Sadly for both the fans and the band, each step forward in their career since has been a step down from this peak; each subsequent release less interesting than the one that had preceded it. For people hoping that trend could be arrested, the break the band took – it’s been three and a half years since ‘The Body of Christ and the Legs of Tina Turner’ was released – could be viewed as a good thing.

It does seem like Fight Like Apes have taken the time to stand back and review exactly what they were doing. They needed to step away from their modus operandi and look at it afresh through new eyes. Unfortunately, the eyes of the four-piece – only MayKay and Pockets remain from the original line-up – are no longer the 21 year old eyes they were circa ‘How Am I Supposed to Kill You…’.

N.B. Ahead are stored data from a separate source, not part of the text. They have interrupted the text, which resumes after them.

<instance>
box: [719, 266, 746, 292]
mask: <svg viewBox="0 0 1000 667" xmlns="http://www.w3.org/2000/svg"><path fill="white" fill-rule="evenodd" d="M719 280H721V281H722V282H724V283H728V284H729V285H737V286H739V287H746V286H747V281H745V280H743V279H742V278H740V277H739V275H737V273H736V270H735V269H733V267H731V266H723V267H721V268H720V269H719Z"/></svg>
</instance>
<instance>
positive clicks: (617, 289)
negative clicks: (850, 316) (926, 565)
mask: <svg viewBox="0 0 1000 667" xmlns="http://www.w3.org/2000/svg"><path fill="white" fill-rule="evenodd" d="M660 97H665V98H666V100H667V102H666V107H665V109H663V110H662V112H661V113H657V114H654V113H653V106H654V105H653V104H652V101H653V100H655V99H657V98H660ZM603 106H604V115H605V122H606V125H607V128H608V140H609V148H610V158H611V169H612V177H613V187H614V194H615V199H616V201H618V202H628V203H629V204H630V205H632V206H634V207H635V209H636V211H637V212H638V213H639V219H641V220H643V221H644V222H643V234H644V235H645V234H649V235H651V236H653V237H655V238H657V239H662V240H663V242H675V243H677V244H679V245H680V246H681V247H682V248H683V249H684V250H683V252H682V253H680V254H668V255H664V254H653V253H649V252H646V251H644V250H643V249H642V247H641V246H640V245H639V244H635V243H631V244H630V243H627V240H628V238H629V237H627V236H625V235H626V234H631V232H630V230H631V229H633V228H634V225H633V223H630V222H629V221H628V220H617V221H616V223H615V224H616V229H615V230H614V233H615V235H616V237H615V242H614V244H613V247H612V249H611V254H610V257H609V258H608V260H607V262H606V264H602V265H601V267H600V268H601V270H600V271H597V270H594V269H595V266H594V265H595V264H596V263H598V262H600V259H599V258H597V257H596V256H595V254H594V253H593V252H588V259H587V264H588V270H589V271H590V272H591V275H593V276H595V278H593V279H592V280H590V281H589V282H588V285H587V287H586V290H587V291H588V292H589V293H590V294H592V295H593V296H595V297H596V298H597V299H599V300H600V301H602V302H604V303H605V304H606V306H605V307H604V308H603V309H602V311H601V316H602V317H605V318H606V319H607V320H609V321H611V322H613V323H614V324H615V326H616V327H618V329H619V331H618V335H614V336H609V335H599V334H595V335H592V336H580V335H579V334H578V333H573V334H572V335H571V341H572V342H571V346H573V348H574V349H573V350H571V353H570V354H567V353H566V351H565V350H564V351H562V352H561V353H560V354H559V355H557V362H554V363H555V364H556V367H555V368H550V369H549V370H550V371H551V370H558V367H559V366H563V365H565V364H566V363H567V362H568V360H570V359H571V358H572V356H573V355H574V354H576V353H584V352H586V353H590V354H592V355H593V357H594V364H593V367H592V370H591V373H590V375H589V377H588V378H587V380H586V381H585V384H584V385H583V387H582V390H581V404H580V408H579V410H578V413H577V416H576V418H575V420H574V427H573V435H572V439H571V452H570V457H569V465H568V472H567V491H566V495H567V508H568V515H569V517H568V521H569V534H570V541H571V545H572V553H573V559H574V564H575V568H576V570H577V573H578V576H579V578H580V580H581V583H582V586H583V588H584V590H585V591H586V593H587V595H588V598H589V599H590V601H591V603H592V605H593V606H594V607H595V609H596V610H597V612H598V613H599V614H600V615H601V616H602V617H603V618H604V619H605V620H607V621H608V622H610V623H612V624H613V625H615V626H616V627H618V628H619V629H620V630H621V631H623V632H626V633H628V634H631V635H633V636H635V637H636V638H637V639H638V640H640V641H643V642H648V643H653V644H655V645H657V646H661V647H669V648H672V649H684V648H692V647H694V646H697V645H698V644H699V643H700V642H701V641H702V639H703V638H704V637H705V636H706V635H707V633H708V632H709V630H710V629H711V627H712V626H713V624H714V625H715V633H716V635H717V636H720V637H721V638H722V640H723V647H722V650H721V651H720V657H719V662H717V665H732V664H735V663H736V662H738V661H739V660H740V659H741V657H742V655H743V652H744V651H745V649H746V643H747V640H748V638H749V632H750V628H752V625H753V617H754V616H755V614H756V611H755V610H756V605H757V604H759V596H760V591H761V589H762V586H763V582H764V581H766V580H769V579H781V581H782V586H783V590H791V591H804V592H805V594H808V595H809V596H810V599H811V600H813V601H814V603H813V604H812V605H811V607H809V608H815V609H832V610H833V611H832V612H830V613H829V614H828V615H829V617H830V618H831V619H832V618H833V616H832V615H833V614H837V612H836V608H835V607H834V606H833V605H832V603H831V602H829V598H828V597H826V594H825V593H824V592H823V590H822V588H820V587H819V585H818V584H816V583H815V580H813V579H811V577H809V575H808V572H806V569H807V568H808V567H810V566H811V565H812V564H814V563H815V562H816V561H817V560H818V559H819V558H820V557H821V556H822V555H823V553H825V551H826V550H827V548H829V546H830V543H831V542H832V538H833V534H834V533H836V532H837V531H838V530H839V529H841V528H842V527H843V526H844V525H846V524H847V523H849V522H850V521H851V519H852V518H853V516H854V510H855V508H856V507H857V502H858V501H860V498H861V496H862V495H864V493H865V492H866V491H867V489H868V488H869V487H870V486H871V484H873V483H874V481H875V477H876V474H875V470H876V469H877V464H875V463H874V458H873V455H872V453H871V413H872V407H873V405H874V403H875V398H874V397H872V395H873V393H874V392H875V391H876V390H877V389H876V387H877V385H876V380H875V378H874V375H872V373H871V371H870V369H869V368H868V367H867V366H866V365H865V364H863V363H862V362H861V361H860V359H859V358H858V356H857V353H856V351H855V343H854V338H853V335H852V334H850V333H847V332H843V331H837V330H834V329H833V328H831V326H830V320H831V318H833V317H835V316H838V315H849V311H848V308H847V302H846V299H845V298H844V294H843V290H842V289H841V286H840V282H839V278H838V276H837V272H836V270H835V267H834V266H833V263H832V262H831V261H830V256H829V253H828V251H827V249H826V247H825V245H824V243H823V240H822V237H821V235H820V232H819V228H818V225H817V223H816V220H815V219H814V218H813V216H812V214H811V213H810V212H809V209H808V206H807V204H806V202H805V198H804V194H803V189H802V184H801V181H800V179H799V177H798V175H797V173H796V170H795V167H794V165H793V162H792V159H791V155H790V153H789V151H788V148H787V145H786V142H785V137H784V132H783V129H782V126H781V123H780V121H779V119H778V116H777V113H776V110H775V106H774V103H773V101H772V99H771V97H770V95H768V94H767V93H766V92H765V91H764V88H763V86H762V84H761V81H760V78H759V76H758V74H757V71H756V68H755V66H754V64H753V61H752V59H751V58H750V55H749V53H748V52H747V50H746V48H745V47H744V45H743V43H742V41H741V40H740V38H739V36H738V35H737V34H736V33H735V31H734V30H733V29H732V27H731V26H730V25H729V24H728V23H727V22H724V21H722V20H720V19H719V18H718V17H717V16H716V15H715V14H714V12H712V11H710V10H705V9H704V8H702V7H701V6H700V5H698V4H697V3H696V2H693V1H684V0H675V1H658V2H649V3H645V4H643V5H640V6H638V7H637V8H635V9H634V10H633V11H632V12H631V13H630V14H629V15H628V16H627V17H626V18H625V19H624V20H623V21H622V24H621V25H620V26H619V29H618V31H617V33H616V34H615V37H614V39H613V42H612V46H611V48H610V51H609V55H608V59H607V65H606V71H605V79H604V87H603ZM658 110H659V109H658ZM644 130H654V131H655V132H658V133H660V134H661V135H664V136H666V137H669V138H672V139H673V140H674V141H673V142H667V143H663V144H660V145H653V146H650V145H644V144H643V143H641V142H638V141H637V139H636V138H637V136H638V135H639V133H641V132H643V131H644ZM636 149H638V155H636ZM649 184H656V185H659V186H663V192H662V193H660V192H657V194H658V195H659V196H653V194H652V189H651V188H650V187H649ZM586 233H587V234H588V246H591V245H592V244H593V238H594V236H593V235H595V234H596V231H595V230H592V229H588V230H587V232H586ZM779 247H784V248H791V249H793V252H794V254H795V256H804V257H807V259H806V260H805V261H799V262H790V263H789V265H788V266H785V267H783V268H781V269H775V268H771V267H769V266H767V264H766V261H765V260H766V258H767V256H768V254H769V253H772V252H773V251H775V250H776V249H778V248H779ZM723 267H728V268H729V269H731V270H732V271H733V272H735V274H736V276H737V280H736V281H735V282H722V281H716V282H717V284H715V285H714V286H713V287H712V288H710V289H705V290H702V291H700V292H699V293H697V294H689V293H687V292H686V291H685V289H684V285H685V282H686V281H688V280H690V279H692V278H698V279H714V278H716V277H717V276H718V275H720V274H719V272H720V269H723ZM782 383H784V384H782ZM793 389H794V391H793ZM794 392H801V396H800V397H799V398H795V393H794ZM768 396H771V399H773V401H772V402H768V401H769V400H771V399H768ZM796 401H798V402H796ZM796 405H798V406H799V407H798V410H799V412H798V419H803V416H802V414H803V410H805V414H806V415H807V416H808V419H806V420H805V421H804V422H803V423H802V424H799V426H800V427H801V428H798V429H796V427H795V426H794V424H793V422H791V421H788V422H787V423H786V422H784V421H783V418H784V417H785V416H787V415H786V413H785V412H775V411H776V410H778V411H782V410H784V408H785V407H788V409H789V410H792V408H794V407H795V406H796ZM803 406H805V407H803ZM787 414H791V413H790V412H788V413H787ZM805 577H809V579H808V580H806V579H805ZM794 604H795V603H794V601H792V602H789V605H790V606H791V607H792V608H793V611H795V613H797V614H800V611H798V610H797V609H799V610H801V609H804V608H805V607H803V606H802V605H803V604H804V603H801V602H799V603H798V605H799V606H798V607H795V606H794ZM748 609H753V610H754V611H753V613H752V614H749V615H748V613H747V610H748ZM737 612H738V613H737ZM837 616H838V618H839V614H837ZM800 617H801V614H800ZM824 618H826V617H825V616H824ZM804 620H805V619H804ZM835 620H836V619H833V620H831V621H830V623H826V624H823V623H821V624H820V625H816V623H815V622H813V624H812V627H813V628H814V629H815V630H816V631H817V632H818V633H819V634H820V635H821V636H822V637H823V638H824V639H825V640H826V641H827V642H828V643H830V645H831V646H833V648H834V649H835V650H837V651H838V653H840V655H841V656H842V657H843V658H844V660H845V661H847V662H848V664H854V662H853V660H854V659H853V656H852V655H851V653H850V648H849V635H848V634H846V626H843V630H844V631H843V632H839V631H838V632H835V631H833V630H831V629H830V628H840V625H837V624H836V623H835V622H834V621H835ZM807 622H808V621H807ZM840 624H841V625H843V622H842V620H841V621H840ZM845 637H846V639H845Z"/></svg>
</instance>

Fight Like Apes are in their late 20s and, as much as they try to hold that back, it comes out in their sound. MayKay croons and laments where once she was the purveyor of uncouth screams. “Playing a lady for today,” she sings on Crouching Bees, though we’re not sure the effects won’t be more long-lasting.

Whether or not the “Hey-aye-ey-aye-ey!” of the chorus is a subtle wink to the dirge that is Galway Girl, it seems endemic of a more mature, civilised Fight Like Apes. The tune is upbeat and enjoyable, but never really offers that punch of songs gone by.

It seems like Fight Like Apes have railed against the aging process in terms of their lyrics. “We’ll make you records with knives and forks/We’re making tunes with spinal cords,” MayKay sings on bwah! . Their melodic tunes, however, betray this aesthetic.

The Hunk and The Fun Palace is the biggest throwback to what they’ve done before. Still, it sounds like a poor man’s Jake Summers. The chorus of “Roll over, play satisfied”, for example, just says nothing of any consequence.

Tyson has a catchy, wordless chorus. “Don’t leave this band, you’ll go insane”, as Pockets chants over the closing chords, mirrors McLusky’s “Our old singer is a sex criminal” from She Will Only Bring You Happiness; a song FLApes recently credited as an important factor in the formation of the band. It does serve as a good outro; a rare glimpse of colour in an EP of greys, but it only comes after 90% of the EP has already elapsed.

This is no hastily cobbled together collection – we’ve waited long enough for it anyway. It seems deliberated over, rehearsed and exacting. The problem is, that’s not what we want from Fight Like Apes.

Fight Like Apes no longer sound like brash, uncivilised louts. There is no immediacy in ‘Whigfield Sextape’, except perhaps the slight smirk its very title elicits. It’s decent electro-pop, but it’s oh-so generic and that’s one thing Fight Likes Apes never were before.